Un homme inspecte les dégâts après un attentat suicide dans la province de Balkh, en Afghanistan, dans une photo publiée par les autorités le 25 août 2020. Photo AFP/Afghan Ministry of Defense (MOD)
Au moins trois personnes ont été tuées et une quarantaine blessées lors d'un attentat-suicide au camion piégé visant une base militaire mardi dans le nord de l'Afghanistan, a-t-on appris de source militaire.
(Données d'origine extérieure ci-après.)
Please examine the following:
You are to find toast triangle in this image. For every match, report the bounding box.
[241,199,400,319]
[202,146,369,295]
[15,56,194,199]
"La cible de l'ennemi était une base des commandos, mais après avoir échoué à l'atteindre, l'ennemi a fait exploser le véhicule à proximité, infligeant de sérieuses pertes aux civils alentour", a déclaré à l'AFP Hanif Rezayee, un porte-parole militaire. "Beaucoup de maisons ont été endommagées ou détruites. Les soldats aident à évacuer les victimes", a-t-il encore raconté, faisant état d'au moins trois morts (deux civils et un militaire) et 41 blessés, dont 35 civils.
Le ministère de la Défense a confirmé l'attentat survenu dans la province de Balkh (Nord), qui a soufflé les bâtiments de part et d'autre d'une route en pierre, selon une vidéo de l'AFP. Les talibans ont revendiqué l'attaque qui, selon eux, visait une base des commandos afghans préparant une attaque contre leurs propres combattants.
Quelque 61 militaires ont été tués, affirment les rebelles, qui exagèrent régulièrement les pertes infligées à l'ennemi. L'attaque était pour "venger la mutilation des cadavres de talibans dans les provinces de Balkh et Zaboul (Sud)", a précisé Zabihullah Mujahid, un porte-parole taliban.
L'attentat survient alors qu'une délégation talibane est en visite au Pakistan - l'un des trois seuls pays à avoir reconnu leur régime dans les années 1990, et qui jouit de fait d'une certaine influence sur eux -, Islamabad souhaitant pousser les rebelles à négocier avec les autorités afghanes.
Les négociations entre insurgés et Kaboul, prévues dans un accord signé fin février par les Etats-Unis et les insurgés mais maintes fois repoussées, n'avancent plus du fait d'un désaccord autour d'un échange de prisonniers. Dans ce texte non ratifié par Kaboul, qui entérine le retrait des troupes américaines d'Afghanistan d'ici mi-2021, Washington et les rebelles se sont accordés sur l'échange de quelque 5.000 talibans contre un millier de membres des forces afghanes. Mais 320, parmi les plus dangereux, restent emprisonnés par les autorités afghanes. France et Australie se sont opposés à la libération de certains d'entre eux.